The music industry lashed back at her. Frank Zappa, who’d been one of our favorites at Harvard, called her a Nazi. Wendy Williams told her that she was just afraid our own daughters would masturbate.
I was proud of the strength of her conviction, but I wondered, Are we getting old? What about the Stones’ ”Starfucker” and the Kingsmen’s “Louie Louie” and all those other daring rock songs we’d laughed about in school? Tipper was the one who’d loved rock and roll raunchiness, while I was the McCartney fan. She seemed to almost obsess about Prince and how he’d appear onstage naked in a purple bathtub. But wasn’t that just rock and roll showbiz, not all that far removed from James Brown’s cape?

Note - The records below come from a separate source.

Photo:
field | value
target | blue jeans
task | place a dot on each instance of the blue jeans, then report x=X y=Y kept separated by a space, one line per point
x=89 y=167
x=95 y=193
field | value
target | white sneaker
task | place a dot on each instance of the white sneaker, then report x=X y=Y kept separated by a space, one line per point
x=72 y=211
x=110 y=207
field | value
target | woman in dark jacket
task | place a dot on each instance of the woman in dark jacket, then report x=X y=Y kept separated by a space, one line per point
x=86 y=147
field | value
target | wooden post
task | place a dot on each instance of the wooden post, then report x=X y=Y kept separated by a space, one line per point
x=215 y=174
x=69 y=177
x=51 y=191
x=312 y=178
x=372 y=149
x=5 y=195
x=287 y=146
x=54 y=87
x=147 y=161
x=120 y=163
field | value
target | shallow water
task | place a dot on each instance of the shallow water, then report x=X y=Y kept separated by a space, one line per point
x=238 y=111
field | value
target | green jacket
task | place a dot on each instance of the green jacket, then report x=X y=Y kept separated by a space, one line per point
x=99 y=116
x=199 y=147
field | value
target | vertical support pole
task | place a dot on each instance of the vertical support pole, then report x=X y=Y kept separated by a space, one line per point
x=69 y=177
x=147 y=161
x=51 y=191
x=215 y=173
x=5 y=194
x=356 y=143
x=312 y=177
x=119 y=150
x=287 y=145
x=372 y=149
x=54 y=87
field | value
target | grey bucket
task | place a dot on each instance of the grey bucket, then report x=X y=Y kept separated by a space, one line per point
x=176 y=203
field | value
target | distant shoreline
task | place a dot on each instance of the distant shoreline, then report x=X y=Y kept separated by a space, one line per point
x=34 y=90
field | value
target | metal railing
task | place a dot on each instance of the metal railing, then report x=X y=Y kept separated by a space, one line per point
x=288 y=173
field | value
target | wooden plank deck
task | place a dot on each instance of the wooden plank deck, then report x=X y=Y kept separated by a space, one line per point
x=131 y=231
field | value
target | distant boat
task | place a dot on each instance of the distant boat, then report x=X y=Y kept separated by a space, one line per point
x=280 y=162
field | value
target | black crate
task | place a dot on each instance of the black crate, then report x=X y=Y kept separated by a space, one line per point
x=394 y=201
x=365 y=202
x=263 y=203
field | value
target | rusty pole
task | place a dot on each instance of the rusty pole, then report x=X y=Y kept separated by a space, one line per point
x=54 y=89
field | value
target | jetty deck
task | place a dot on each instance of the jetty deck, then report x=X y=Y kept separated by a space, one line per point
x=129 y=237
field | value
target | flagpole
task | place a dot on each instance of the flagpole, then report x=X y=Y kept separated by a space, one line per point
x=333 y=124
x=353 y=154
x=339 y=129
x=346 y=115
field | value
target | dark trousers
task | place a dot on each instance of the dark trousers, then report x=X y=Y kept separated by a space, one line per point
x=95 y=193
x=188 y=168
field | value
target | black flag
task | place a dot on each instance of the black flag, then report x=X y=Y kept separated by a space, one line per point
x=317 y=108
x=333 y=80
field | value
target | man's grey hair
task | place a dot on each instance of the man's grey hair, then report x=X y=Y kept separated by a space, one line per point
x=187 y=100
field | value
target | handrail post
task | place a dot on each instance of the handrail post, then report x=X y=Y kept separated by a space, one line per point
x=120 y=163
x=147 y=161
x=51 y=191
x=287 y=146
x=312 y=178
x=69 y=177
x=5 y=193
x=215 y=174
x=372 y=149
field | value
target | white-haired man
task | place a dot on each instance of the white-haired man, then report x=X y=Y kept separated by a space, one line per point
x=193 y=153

She laughed when she heard Ice-T’s response to her . . . but I couldn’t.
“Think I give a fuck about some silly bitch named Gore? Yo, PMRC, here we go, raw. Yo, Tip, what’s the matter? You ain’t gettin no dick? Your bitchin’ about rock and roll, that’s censorship, dumb bitch.”
I couldn’t even bear to tell her about the tape that had bee
n sent to every member of Congress, the tape that all the staffers were listening to and cackling about:
She got pouty lips
She got juicy tits
She got hungry hips
She got funky pits
Ride, Tipper, Ride
Your lips so wide
Ride, Tipper, Ride
You’re burnin up inside
She got big blue eyes
She got a hefty size
She got milky thighs
She got cherry pies
Ride, Tipper, Ride
Don’t pay Al no mind
Ride, Tipper, Ride
Baby go hog-wild
Ride, Tipper, Ride
Wiggle that behind
Ride, Tipper, Ride
Move it side to side
We both laughed when she finally got support from a rock superstar who said she was right. Paul McCartney!
She hung in, though, and never backed off. A few years later, when I was running for president, she said, “We’re just trying to get his name recognition up to mine.”
I ran for president and got my butt kicked—Mother sent me a note that said, “Smile. Relax. Attack”—and our boy got hit by a car and we nursed him back to health.
I wrote a best-selling book and got tagged as “the Ozone Man,” and Tipper and I and the kids went out on a houseboat, where I grew a beard, and we decided I wasn’t going to run for president again.
Tipper got up on a stage and played drums with the Grateful Dead. And at a National Correspondents Association dinner, with photographers all around, she stuck her tongue deep into my mouth.
When Bill Clinton asked me to be his vice-presidential running mate, she didn’t want me to do it. We had decided on that houseboat to focus on us and the kids. But I remembered what my dad had said at the moment he lost: “The truth shall rise again!” So Tipper said, “Okay, here we go. Let’s save the world.”
I liked Bill Clinton. I thought he wanted to do good things for America and I knew I could help him. He was an instinctive politician and I was a cerebral one. He went with his gut and I went with my head. He was John Lennon and I . . . would always be Paul McCartney.